Le Cardinal Jean Louis Tauran, Président du Conseil Pontifical pour le Dialogue Interreligieux, publie une tribune dans l’Osservatore Romano du 12 août 2016 sur l’urgence du dialogue islamo-chrétien, qu’il présente comme « l’antidote le plus efficace » contre le terrorisme :
J’étais en France le jour où le père Jacques Hamel a été brutalement assassiné pendant la messe dans sa paroisse en Normandie.
Pendant deux jours, la France a été plongée dans la consternation: les médias ont informé en continu, et les commentateurs rappelaient la nécessité d’un dialogue entre les personnes de différentes confessions religieuses.
La célébration des funérailles rassemblé tout le pays, y compris les autorités politiques, pour partager la douleur de la famille, de la paroisse et du diocèse.
J’ai eu l’impression que les Français se sont rappelés que leur culture prenait racine dans le message chrétien.

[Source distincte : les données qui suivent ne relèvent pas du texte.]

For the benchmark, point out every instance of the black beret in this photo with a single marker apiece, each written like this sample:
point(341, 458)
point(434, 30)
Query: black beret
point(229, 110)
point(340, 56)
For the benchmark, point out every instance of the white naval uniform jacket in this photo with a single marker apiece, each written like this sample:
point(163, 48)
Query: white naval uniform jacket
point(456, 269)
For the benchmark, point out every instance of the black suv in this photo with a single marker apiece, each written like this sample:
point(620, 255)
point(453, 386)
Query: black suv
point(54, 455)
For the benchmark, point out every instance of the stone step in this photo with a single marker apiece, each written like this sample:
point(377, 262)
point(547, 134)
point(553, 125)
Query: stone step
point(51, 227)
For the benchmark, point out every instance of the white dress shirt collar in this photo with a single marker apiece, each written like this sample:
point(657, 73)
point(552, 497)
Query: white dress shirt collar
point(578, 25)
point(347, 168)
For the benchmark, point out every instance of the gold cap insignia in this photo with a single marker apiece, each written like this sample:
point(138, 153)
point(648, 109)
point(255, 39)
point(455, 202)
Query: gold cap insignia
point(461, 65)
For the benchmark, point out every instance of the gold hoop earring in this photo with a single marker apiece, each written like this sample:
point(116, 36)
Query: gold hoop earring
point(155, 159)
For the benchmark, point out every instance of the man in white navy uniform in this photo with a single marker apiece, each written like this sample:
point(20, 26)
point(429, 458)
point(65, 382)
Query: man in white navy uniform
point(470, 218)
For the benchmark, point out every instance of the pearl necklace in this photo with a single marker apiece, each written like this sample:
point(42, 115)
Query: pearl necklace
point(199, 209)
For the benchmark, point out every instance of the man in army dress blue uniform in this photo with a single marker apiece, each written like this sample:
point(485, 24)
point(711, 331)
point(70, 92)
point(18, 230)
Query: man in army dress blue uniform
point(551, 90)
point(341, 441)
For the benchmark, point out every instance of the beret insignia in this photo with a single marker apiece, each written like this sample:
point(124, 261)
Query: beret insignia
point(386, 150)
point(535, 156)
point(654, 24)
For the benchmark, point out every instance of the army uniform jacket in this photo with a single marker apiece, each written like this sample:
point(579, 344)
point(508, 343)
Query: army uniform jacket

Le commentaire sur toutes les lèvres était: « On ne tue pas un curé ! ».
Certains n’ont pas hésité à dire que les religions sont facteurs de paix. Tout cela est important pour aujourd’hui et pour demain. Evidemment, ces faits criminels sapent la crédibilité du dialogue interreligieux, mais il faut continuer à se rencontrer, à se parler, à travailler ensemble lorsque cela est possible, pour ne pas laisser la haine l’emporter.
Souvent, je me rends compte que beaucoup de problèmes sont dus à l’ignorance de part et d’autre. Et l’ignorance engendre la peur. Pour vivre ensemble il est nécessaire de regarder celui qui est différent de nous avec respect, avec curiosité bienveillante et avec le désir de marcher ensemble.
Les difficultés, les déceptions, les tragédies d’hier et d’aujourd’hui doivent être méditées comme des leçons providentielles desquelles il revient aux hommes d’extraire la sagesse nécessaire pour ouvrir de nouvelles voies plus raisonnables et plus courageuses.
Il est devenu urgent d’approfondir le contenu de nos religions avec une catéchèse articulée, et nous les catholiques, à cet égard, nous sommes privilégiés parce que nous pouvons puiser dans le riche magistère du Pape Benoît XVI, lequel, plus que les autres papes, a parlé de la nécessité du dialogue islamo-chrétien.
On dit souvent que le dialogue religieux menace de tomber dans le syncrétisme. Je suis d’avis contraire. Je dirais que le dialogue interreligieux est l’antidote le plus efficace pour lutter contre le relativisme. De fait, la première chose que l’on fait, dans le dialogue, est de professer sa foi. On ne peut pas construire le dialogue sur l’ambiguïté.
Donc, je pense qu’un événement comme celui du 26 Juillet 2016 nous force à approfondir notre vie spirituelle, et à la nourrir par la prière et l’étude.
Il est toujours bon de se rappeler ce que disait dit Jean-Paul II à Kaduna, au Nigeria, le 14 Février 1982: « Nous tous, chrétiens et musulmans, vivons sous le soleil d’un Dieu miséricordieux. Et nous défendons la dignité de l’homme. Nous adorons Dieu et lui professons une totale soumission. Le christianisme et l’islam ont beaucoup en commun: le privilège de la prière, le devoir de justice accompagné par la compassion et l’aumône, et surtout un respect sacré pour la dignité de l’homme, à la base des droits fondamentaux de tout être humain, y compris le droit à la vie de l’enfant à naître ».
Par conséquent, nous pouvons et nous devons travailler ensemble, promouvoir l’éducation religieuse, d’autant plus que certains éléments de la société cherchent à faire oublier ou même à détruire l’aspect spirituel de la vie de l’homme.
En tuant le père Jacques, celui qui a conçu cet acte ignoble avait un but précis: montrer que la coexistence entre musulmans et chrétiens n’est pas possible. Nous avons montré, et nous croyons, que nous devons au contraire unir nos forces au nom de Dieu et travailler ensemble pour l’harmonie et l’unité dans un esprit de sincérité et de confiance réciproque.
François, pour sa part, signale en permanence que la coexistence fraternelle est non seulement possible, mais nécessaire et fructueuse. A l’occasion du pèlerinage en Terre Sainte, par exemple, le pape n’a pas hésité à dire devant le Grand Mufti de Jérusalem, le 26 mai 2014: « Dans notre pèlerinage terrestre, nous ne sommes pas seuls: nous croisons le chemin des autres fidèles, parfois nous partageons avec eux une partie du chemin, parfois nous vivons ensemble une halte qui nous rafraîchit. Nous vivons une communication et un échange fraternel qui peuvent nous nourrir et nous donner une nouvelle force pour faire face aux défis communs devant lesquels nous sommes placés “.